Grief is weird though because when I say it, it sounds like it means that I’m sad. Like I’m crying into the almond bark. And I’m really not because, as we all know, there are stages to grief and life goes on through it all. I’m in the “why are we even doing this to ourselves” phase. Which, while it sounds really Grinchy, is actually the opposite. I’m luxuriating in the atmosphere of this season. I’m sitting in the back of the gym while all the other kids are dancing and drinking punch and getting felt up for the first time. I’m just back here basking in the essence of the school dance. I’m still having the time of my life. I bought a few presents for the people who will be here with me on Christmas day. I went shopping for ingredients to make our traditional Christmas Eve dinner of Beanie Weenies. I’m doing what I can to give my home and my world the atmosphere without catering to the expectations that I don’t care about at all.

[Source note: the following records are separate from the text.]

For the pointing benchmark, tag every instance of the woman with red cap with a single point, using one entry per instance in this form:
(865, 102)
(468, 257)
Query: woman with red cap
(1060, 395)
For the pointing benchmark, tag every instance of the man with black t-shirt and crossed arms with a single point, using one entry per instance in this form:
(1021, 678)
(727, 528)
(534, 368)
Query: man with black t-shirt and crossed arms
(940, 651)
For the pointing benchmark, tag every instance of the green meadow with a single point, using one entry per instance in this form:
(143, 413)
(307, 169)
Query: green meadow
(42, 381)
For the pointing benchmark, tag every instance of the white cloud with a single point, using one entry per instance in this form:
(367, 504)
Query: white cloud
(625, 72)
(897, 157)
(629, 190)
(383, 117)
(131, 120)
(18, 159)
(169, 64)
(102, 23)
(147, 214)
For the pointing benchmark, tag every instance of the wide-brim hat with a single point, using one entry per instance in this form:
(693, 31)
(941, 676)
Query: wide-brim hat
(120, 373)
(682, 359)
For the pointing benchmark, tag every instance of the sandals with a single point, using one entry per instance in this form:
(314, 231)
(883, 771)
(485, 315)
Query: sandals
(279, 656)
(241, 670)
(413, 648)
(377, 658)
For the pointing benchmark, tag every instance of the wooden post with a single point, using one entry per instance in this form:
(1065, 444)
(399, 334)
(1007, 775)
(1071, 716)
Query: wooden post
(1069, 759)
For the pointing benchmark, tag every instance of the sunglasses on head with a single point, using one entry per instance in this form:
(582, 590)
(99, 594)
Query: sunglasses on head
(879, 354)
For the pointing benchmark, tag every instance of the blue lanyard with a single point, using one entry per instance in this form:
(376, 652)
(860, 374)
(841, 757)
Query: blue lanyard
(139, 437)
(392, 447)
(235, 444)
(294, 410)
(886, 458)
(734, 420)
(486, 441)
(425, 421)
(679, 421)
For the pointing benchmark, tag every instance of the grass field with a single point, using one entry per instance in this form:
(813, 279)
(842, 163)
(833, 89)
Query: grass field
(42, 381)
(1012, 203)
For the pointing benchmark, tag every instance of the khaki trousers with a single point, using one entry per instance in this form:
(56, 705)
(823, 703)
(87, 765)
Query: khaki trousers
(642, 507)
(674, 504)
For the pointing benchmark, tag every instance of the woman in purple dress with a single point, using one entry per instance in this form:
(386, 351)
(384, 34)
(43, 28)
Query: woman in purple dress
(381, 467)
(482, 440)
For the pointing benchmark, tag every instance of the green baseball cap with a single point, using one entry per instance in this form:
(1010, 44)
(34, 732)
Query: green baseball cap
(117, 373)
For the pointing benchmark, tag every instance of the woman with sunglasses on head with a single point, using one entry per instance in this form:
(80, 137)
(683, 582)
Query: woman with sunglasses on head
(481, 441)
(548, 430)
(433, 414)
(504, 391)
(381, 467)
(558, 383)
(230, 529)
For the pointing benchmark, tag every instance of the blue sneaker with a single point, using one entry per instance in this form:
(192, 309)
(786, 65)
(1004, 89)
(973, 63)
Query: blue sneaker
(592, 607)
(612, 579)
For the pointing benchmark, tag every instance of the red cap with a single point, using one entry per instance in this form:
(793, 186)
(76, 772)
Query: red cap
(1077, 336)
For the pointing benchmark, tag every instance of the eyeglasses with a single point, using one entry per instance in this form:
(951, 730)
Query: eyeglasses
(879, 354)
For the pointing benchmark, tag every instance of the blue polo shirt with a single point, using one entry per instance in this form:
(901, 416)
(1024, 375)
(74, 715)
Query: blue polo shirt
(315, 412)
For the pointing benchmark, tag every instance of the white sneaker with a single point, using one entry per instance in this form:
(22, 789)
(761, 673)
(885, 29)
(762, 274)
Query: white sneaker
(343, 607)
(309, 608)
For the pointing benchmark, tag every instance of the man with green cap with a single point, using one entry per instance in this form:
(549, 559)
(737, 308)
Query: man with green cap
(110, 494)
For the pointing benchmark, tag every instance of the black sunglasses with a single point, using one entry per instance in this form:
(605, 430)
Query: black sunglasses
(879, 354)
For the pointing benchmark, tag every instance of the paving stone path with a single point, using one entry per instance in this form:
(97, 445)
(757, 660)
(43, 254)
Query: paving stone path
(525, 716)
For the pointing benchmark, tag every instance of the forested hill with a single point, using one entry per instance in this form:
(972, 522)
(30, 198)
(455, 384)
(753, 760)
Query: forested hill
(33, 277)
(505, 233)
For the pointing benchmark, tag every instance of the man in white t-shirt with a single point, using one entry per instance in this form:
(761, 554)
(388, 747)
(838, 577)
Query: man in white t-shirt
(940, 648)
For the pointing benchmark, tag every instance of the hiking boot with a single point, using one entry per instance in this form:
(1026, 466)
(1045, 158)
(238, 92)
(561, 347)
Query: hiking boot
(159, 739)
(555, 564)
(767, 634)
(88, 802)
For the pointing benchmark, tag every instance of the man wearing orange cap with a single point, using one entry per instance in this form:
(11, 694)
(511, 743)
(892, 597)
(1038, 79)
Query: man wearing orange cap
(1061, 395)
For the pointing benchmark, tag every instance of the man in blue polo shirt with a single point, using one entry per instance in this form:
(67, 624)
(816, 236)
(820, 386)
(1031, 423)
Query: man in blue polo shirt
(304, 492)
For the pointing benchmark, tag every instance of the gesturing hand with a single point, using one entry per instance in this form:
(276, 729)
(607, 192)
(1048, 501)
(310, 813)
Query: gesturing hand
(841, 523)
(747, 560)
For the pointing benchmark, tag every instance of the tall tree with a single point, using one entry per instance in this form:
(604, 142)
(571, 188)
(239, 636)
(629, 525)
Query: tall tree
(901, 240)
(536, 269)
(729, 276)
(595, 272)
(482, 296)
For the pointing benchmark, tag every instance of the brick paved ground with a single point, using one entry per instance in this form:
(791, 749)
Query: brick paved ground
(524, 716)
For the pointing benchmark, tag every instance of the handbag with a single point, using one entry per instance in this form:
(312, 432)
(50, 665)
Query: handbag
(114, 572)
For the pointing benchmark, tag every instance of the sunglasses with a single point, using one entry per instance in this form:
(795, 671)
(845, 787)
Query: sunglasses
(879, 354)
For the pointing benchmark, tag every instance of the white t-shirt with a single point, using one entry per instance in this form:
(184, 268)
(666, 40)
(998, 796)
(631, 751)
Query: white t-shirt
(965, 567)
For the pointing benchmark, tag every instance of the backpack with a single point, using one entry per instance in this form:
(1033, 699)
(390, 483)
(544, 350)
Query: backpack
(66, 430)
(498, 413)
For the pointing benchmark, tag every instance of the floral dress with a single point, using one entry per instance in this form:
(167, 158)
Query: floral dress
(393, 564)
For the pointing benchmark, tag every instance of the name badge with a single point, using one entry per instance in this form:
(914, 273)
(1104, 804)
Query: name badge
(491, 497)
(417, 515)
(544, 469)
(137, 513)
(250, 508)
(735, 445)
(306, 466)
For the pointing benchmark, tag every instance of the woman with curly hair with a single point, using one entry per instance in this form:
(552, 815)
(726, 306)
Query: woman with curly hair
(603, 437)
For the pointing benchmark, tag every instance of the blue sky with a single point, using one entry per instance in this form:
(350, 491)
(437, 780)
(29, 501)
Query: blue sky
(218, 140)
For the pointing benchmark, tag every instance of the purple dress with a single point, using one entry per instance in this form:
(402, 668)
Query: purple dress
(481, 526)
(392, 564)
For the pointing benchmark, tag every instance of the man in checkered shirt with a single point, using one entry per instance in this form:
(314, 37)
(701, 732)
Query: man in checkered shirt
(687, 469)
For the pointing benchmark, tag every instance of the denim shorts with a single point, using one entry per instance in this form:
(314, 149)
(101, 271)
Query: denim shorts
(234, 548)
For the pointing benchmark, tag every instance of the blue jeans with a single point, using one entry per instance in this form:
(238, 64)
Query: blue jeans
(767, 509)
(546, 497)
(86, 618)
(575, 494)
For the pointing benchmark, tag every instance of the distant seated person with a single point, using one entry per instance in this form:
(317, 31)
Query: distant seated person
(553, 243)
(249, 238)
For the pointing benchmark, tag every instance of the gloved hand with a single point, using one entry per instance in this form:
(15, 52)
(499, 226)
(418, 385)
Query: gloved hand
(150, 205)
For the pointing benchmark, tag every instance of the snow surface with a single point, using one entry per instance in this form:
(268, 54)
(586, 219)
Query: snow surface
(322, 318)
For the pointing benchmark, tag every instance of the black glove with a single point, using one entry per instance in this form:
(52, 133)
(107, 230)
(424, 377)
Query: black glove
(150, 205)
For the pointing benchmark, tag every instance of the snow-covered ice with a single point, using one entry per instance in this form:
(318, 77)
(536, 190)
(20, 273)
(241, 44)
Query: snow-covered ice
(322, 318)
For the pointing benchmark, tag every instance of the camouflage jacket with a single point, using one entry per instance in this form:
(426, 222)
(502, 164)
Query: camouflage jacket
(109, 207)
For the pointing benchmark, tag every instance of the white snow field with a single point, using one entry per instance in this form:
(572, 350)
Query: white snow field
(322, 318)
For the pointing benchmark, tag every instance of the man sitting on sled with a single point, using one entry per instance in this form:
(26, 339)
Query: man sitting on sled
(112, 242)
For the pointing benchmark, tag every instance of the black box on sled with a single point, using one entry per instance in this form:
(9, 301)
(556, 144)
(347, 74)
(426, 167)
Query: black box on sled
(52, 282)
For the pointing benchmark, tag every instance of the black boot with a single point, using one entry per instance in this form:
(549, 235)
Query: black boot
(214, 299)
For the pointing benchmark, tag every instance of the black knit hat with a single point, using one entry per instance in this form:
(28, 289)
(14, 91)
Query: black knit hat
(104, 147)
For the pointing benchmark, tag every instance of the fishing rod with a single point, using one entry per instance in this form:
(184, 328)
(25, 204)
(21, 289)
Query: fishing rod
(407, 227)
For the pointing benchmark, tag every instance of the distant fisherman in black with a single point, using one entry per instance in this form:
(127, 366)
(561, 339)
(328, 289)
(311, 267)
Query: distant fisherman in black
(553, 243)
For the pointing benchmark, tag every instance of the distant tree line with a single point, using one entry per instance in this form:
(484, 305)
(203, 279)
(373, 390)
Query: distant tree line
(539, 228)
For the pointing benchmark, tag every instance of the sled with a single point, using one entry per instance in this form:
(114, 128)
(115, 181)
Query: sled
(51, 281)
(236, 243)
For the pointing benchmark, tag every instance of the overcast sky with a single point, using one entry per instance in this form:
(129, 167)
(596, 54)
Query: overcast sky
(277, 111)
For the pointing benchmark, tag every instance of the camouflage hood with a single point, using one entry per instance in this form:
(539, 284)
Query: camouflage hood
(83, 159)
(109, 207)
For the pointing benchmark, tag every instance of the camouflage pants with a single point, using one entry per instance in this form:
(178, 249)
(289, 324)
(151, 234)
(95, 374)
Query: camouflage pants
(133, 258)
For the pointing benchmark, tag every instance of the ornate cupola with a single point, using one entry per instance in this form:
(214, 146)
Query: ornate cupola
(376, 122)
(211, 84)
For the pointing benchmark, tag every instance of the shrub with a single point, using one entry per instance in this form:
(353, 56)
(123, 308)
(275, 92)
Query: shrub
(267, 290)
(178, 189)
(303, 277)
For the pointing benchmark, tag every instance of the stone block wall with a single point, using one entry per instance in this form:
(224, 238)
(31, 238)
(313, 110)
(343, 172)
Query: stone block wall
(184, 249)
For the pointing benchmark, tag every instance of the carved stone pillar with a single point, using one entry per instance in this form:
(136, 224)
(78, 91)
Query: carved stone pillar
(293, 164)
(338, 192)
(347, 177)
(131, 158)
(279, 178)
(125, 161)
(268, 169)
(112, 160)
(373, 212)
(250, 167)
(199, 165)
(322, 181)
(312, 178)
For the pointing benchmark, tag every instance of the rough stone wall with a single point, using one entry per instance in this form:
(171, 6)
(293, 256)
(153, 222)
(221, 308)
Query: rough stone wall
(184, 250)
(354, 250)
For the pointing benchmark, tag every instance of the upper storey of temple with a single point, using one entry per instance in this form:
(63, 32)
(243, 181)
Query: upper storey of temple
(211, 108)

Traditions can bring comfort. Traditions can also become expectations that suck every ounce of joy out of the experience. And then you’re left with something that needs to go. Or maybe something that needs to be handed off to someone else. Someone for whom the joy is fresh and clean. Take what serves you and let go of the rest.
My grief is not new. I’ve been in mourning for nearly a year now. I know, you might think it’s shitty to make this “political”but for me what is personal is political for some. So here we are. And, truly, I’ve been in various stages of mourning since the election. I mean, look, 2017 doesn’t give you enough time to get over one thing before throwing something fresh and wounding at you. My heart still hurts over the Muslim travel ban and the way I sat at my computer gape-mouthed and weeping as I watched protestors flood airports to say, “Look, I’ll put my body on the line for you.”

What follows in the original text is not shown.